Engineers at Brigham Young University have developed a technology to reduce carbon dioxide pollution from coal power plants to next to nothing.
It’s not the only technology that can do this, but BYU mechanical engineering Professor Larry Baxter says his process is twice as efficient and half as expensive as the competition.
“Some people have referred to this as a game-changing technology, and I think it probably is,” he tells Inverse. “But the game that it really changes is it shows that there is a way to do this carbon capture that is affordable and reasonable.”
In a future where emissions regulations are poised to come down hard on the coal industry, that’s going to make Baxter’s product look very attractive.
“We’re in an ugly contest, and we’re the least ugly of a bunch of pretty ugly candidates. That’s why people are so enthused about this.”
The process works by freezing the gas emissions from coal combustion until the carbon dioxide solidifies into dry ice. From there, it can be easily separated out from the rest of the gases.
In tests, the system has pulled out between 96 and 98 percent of the carbon, Baxter explains in a video:
Besides being cheaper than the competition, the technology also can store energy, making it a great partner for renewables like solar and wind, says Baxter.
It works like this: The carbon-capture system uses a refrigerant to cool the gasses, and generating that refrigerant takes a lot of energy. But the refrigerant can be generated ahead of time and stored. So, if the wind turbines are spinning at night when there’s little demand for power on the grid, that power can be redirected to cooling refrigerant, which is saved up for when power demand is greater.
“This one technology actually combines those two often-competing and sometimes acrimoniously competing sources of power and makes them cooperate in a way that they have a lot of synergistic benefits. It makes both technologies better than they could ever be without it,” says Baxter.
Carbon capture and storage is a hot topic in an era of global warming. The only full-scale coal plant that uses a carbon capture system is located in Saskatchewan, Canada. It uses a chemical wash, rather than freezing, to separate out the CO2.
What happens to recovered carbon? Ironically, almost all of it is shipped to nearby oilfields where it is injected under pressure into the ground to stimulate more oil production.
The rest is stored in deep saline aquifers, a process that is generally considered safe, although it’s hard to say what the unknown longterm impacts might be.
The UN’s Intergovernmental Panel on Climate Change has endorsed carbon capture and storage as a necessary part of the effort to fight global warming.

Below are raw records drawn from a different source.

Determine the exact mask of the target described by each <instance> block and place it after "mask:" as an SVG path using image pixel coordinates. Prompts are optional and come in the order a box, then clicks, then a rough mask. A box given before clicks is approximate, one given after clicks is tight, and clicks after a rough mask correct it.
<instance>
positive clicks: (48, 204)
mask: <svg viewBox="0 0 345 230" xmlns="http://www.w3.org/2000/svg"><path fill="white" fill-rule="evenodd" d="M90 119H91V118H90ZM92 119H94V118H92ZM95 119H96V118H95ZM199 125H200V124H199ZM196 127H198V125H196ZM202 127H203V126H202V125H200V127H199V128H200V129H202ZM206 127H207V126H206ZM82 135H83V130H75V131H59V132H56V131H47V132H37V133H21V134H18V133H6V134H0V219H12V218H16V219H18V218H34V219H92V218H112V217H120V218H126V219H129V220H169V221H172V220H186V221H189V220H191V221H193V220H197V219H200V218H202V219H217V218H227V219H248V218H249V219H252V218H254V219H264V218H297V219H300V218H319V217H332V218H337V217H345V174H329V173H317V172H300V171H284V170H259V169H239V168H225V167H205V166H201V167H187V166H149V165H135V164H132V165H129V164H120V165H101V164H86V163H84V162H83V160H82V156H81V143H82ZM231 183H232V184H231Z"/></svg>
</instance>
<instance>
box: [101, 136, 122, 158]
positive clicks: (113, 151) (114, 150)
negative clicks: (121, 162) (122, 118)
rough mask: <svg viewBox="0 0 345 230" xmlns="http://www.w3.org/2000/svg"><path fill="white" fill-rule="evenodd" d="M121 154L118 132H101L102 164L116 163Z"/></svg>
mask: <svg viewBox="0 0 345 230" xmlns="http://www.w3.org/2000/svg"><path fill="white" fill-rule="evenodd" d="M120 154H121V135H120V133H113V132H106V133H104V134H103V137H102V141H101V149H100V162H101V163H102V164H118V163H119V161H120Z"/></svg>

Baxter agrees that ongoing fossil fuel burning is a necessary part of the world’s energy future. Even as coal burning in the US has declined, it has increased elsewhere in the world, he says. “Globally coal is by far the most rapidly increasing primary energy source.”
Because of that, the US coal industry has a role to play in developing technologies that will make the fuel more sustainable and environmentally friendly around the world, he says.
“The EPA desperately needs the US coal industry in order to find solutions for coal that can be exported around the world. Because their goal of addressing climate change can’t be done unless you can find technology that addresses coal combustion.”